Los magistrados defienden al ciudadano medio. No se puede exigir a nadie que actúe como un detective financiero. Esto aplica aún más al acusado con discapacidad intelectual. La sentencia anterior ignoró su condición.
«Negocios de bagatela»: la clave es la cuantía
El Supremo introduce un argumento fundamental sobre el dinero blanqueado. El delito de blanqueo protege el orden socioeconómico. Busca evitar que el dinero criminal entre en la economía legal.
La Sala analiza las cifras del caso. Mover 740 o 2.000 euros no daña el sistema financiero. Los jueces definen estas operaciones como «negocios de bagatela». Son cuantías insignificantes.

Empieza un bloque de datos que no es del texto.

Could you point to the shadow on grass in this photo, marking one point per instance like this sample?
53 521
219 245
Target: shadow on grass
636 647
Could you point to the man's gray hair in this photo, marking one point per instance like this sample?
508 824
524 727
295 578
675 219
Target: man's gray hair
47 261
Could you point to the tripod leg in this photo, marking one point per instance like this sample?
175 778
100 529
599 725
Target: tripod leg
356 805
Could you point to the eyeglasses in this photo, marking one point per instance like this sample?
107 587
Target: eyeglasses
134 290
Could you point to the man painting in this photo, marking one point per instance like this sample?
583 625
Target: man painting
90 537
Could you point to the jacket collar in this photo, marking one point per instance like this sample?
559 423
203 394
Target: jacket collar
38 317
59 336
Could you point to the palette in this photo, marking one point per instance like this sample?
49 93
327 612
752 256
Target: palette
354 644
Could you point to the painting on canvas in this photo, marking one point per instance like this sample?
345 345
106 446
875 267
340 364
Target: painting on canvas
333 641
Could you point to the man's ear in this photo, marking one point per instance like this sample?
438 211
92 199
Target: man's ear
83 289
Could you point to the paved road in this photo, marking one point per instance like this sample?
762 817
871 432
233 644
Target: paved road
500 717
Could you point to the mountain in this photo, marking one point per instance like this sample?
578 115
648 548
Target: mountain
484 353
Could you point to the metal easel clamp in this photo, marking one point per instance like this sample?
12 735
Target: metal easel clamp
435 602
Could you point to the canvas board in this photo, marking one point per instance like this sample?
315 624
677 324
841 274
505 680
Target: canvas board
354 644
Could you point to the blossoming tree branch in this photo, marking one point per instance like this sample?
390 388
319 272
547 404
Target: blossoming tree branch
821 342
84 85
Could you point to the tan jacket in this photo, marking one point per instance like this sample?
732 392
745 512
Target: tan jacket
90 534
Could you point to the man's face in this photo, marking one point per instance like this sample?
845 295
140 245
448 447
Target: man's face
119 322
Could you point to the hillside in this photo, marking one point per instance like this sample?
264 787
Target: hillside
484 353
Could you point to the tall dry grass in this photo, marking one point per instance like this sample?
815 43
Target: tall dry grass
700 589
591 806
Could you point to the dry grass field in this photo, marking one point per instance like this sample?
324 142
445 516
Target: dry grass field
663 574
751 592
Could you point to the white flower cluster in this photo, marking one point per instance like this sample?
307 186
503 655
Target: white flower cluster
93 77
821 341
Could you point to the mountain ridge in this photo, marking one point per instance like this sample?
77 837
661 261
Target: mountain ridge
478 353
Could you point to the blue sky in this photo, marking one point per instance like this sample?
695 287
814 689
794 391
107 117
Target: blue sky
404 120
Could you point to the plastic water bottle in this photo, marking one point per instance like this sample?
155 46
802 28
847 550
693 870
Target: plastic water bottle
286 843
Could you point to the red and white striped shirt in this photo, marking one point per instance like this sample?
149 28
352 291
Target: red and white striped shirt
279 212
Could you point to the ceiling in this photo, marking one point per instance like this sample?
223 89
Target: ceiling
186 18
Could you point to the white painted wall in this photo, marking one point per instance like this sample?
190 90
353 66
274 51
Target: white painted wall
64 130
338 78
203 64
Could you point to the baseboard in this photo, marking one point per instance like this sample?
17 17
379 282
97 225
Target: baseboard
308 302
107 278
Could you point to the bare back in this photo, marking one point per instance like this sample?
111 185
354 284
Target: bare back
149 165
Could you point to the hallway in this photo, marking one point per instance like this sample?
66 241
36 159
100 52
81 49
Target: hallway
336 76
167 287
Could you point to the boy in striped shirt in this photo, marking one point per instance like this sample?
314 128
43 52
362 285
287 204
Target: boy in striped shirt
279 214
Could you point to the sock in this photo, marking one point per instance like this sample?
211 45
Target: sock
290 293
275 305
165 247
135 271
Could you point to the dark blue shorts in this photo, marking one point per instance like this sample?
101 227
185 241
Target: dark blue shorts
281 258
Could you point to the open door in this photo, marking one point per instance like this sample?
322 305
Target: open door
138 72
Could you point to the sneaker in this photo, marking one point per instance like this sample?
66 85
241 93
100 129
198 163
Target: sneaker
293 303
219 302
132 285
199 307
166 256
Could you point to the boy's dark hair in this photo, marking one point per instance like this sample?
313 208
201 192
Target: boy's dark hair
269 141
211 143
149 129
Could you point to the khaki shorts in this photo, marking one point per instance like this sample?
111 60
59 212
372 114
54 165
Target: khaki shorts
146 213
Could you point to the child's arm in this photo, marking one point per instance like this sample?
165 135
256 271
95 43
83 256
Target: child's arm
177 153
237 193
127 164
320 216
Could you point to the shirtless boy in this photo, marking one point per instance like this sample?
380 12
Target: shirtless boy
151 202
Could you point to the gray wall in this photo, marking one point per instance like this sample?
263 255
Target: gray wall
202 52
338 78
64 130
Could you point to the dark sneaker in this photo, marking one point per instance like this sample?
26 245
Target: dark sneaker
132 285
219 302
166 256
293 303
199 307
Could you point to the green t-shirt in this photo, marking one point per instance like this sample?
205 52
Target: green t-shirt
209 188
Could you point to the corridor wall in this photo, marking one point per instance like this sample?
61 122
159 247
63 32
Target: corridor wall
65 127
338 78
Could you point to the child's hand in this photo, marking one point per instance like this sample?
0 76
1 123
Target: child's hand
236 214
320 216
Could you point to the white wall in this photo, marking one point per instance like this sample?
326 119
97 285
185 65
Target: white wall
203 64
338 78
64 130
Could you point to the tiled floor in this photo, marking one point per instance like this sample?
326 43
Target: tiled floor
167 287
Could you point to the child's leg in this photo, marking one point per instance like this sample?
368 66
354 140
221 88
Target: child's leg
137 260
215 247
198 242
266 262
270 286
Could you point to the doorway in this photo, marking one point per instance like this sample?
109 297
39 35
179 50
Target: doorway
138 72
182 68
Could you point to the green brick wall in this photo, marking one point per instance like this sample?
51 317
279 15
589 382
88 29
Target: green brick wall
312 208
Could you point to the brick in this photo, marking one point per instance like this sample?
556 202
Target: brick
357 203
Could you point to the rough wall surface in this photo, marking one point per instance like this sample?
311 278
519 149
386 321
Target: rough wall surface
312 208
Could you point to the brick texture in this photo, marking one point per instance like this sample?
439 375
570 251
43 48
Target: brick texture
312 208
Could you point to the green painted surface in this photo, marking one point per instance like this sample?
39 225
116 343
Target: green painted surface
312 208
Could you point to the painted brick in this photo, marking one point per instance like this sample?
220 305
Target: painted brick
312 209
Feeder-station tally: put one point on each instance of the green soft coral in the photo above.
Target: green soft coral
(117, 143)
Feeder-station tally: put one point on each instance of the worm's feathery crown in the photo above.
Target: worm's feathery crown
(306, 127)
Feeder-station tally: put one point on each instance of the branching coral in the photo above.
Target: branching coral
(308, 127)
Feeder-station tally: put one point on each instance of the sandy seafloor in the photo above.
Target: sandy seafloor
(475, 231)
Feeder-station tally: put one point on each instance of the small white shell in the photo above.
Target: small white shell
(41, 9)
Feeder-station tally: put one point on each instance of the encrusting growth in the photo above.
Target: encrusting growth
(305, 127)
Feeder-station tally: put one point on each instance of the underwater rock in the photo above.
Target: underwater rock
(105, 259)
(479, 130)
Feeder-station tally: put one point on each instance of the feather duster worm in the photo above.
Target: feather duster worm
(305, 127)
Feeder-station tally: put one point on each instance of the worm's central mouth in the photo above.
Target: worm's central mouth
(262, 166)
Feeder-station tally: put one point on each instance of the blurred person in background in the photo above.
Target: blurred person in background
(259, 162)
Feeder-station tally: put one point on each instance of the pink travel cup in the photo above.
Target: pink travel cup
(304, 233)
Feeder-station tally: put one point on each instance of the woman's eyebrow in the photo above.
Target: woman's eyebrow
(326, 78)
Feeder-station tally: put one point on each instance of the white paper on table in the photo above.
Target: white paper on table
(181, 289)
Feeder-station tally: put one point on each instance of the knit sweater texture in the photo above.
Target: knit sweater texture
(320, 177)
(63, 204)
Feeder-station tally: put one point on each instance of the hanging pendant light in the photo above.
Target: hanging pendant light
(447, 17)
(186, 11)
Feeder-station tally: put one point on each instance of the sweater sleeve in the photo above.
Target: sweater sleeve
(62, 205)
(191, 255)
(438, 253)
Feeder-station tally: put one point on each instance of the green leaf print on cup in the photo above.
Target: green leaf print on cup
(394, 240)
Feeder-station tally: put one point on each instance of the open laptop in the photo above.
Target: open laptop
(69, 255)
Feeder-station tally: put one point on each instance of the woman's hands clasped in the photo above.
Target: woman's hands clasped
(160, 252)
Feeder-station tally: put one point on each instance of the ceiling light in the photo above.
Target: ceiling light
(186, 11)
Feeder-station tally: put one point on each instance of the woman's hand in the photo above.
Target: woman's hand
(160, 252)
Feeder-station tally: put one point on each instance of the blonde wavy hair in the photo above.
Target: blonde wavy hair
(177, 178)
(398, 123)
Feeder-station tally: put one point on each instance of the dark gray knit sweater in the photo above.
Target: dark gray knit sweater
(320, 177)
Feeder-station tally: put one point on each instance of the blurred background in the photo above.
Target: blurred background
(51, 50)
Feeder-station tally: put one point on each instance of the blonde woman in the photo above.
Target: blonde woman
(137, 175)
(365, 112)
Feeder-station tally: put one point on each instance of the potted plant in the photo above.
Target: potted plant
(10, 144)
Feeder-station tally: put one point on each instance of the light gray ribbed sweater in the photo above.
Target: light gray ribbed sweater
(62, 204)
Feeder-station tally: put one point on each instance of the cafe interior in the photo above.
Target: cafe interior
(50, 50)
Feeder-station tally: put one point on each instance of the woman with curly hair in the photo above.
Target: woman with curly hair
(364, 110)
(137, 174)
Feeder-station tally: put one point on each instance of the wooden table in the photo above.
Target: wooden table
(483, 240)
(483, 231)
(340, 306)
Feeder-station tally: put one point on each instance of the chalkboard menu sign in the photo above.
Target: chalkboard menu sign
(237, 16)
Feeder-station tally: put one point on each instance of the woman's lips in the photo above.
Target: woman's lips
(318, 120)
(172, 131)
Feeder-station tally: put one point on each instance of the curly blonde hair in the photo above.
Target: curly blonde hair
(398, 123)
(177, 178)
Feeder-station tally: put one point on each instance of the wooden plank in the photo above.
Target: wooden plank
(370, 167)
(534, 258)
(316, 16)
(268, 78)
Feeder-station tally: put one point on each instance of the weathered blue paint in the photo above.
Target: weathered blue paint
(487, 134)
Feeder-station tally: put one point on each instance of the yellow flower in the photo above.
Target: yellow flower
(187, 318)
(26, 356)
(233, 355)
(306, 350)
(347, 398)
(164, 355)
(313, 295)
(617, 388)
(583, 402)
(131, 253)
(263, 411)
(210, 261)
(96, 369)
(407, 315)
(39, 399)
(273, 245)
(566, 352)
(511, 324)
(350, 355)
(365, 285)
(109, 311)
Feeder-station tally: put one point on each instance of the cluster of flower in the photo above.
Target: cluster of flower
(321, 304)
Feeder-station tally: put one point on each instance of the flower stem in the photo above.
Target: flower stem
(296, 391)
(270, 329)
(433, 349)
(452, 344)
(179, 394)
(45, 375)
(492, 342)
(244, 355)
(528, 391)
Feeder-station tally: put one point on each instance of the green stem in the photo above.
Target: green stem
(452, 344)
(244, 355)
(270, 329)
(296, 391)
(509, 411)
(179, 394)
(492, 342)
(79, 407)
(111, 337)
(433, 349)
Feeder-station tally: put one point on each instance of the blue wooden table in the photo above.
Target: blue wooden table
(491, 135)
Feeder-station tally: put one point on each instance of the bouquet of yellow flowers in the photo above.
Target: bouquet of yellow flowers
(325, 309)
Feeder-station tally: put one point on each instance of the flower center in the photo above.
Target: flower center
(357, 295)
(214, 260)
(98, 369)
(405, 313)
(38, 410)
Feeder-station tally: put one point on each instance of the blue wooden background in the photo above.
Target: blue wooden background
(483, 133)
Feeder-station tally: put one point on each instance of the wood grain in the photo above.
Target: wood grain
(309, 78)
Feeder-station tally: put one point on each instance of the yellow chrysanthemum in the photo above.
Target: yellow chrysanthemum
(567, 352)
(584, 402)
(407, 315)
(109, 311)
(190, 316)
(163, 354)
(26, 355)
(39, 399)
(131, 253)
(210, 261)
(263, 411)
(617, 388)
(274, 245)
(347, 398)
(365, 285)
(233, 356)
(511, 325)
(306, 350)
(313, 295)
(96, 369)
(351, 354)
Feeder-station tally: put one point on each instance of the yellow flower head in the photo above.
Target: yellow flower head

El tribunal aplica una interpretación restrictiva. Conductas con cifras tan bajas no encajan en el delito de blanqueo. Aunque el origen del dinero sea ilícito, la conducta no alcanza la gravedad necesaria. El Código Penal reserva este delito para tramas más relevantes.
Absolución final
El tribunal ha acordado la libre absolución de los dos encausados. La sentencia reprocha especialmente el trato dado a Luis. Su capacidad intelectiva estaba mermada. La justicia no puede exigirle el mismo nivel de alerta que a otra persona.
Esta resolución envía un mensaje a los juzgados de instrucción. Investigar ciberestafas requiere rigor. No basta con seguir el rastro del dinero hasta la cuenta de destino. El juez debe probar el dolo o una negligencia muy grave. El Supremo prohíbe las condenas automáticas contra los últimos eslabones de la cadena por cantidades menores.